Heat a medium nonstick pan over medium heat. Sprinkle the cheese over the entire surface in an even layer, and season with a few grinders of black pepper. Let the cheese melt and bubble while the oils separate from the solids and the cheese gets a little darker to a light brown color, 4 to 6 minutes. Turn off the heat and let the cheese cool for a few minutes until crispy. Use a thin spatula to loosen it from the pan, transfer it to a plate and let it cool completely. Break into pieces.

In a small bowl, whisk together oil, lemon zest and juice, honey or agave and salt.
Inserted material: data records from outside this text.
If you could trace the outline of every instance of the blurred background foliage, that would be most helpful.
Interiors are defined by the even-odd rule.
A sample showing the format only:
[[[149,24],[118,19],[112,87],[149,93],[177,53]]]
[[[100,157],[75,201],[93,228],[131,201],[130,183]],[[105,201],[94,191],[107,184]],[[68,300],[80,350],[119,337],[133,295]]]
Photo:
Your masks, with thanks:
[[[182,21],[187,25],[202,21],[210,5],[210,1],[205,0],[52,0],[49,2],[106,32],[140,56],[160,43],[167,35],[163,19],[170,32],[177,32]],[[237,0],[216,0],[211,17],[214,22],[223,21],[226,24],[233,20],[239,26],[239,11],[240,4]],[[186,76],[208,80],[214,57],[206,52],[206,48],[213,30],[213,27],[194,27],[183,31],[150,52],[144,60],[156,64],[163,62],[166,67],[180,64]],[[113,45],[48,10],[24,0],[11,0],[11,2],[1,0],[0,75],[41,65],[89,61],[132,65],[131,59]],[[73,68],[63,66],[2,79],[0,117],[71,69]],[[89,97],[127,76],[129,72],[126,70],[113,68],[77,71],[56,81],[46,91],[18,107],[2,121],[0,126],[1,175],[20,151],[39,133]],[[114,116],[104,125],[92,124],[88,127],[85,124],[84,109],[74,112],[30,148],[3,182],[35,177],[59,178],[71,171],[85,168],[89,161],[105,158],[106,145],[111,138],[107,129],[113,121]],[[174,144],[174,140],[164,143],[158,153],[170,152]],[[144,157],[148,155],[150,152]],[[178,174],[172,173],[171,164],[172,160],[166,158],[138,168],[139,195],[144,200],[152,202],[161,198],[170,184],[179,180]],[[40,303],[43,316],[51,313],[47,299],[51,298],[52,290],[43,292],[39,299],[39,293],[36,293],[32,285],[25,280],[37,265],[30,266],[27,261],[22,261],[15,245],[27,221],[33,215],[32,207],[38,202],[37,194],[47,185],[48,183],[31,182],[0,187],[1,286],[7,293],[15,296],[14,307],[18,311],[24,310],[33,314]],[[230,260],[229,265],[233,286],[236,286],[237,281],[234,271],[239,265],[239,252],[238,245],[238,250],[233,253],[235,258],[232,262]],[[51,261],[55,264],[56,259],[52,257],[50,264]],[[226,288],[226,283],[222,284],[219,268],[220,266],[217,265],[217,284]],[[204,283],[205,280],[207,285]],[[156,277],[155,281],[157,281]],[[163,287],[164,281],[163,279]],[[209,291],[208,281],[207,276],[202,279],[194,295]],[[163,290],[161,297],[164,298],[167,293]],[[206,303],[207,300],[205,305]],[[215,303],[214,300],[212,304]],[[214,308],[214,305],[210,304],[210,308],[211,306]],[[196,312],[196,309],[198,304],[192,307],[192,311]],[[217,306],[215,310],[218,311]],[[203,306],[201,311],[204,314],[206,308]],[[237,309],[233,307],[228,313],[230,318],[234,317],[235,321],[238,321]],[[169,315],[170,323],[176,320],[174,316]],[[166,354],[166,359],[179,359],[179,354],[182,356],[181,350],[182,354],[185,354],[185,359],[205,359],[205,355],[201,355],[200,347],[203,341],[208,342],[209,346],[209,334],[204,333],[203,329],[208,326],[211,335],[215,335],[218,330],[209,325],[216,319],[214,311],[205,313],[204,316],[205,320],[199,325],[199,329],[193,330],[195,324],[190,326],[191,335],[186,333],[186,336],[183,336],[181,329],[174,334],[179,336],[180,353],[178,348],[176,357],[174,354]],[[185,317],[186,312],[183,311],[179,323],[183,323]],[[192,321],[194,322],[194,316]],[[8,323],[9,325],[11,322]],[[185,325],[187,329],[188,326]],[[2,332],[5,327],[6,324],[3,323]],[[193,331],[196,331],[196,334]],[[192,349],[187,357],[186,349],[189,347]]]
Taste and add more salt and / or honey as needed.

Taste the asparagus: If you work with less fresh asparagus or do not like the taste of raw, heat 1 tablespoon oil in a large frying pan over medium-high heat until shiny. Add the asparagus and sauté the slices until just tender, 1 to 2 minutes.

In a large bowl, combine asparagus, beans and watercress or arugula. Turn the dressing into fur. Just before serving, top with frico.

NOTE: If you are using vegan cheese after adding pepper, drizzle the 2 tablespoons oil over and around the cheese. It may take a minute or two longer to brown than the dairy cheese, depending on the brand. Cook until medium-dark brown, then pour off excess oil before allowing to cool.

Per serving (1 2/3 cups), based on 3

Calories: 417; Total fat: 26 g; Saturated fat: 10 g; Cholesterol: 40 mg; Sodium: 646 mg; Carbohydrates: 30 g; Dietary fiber: 7 g; Sugar: 4 g; Protein: 20 g

This analysis is an estimate based on available ingredients and this preparation. It should not replace the advice of a dietitian or nutritionist.

Adapted from “Snacks for dinner” by Lukas Volger (Harper Wave, 2022).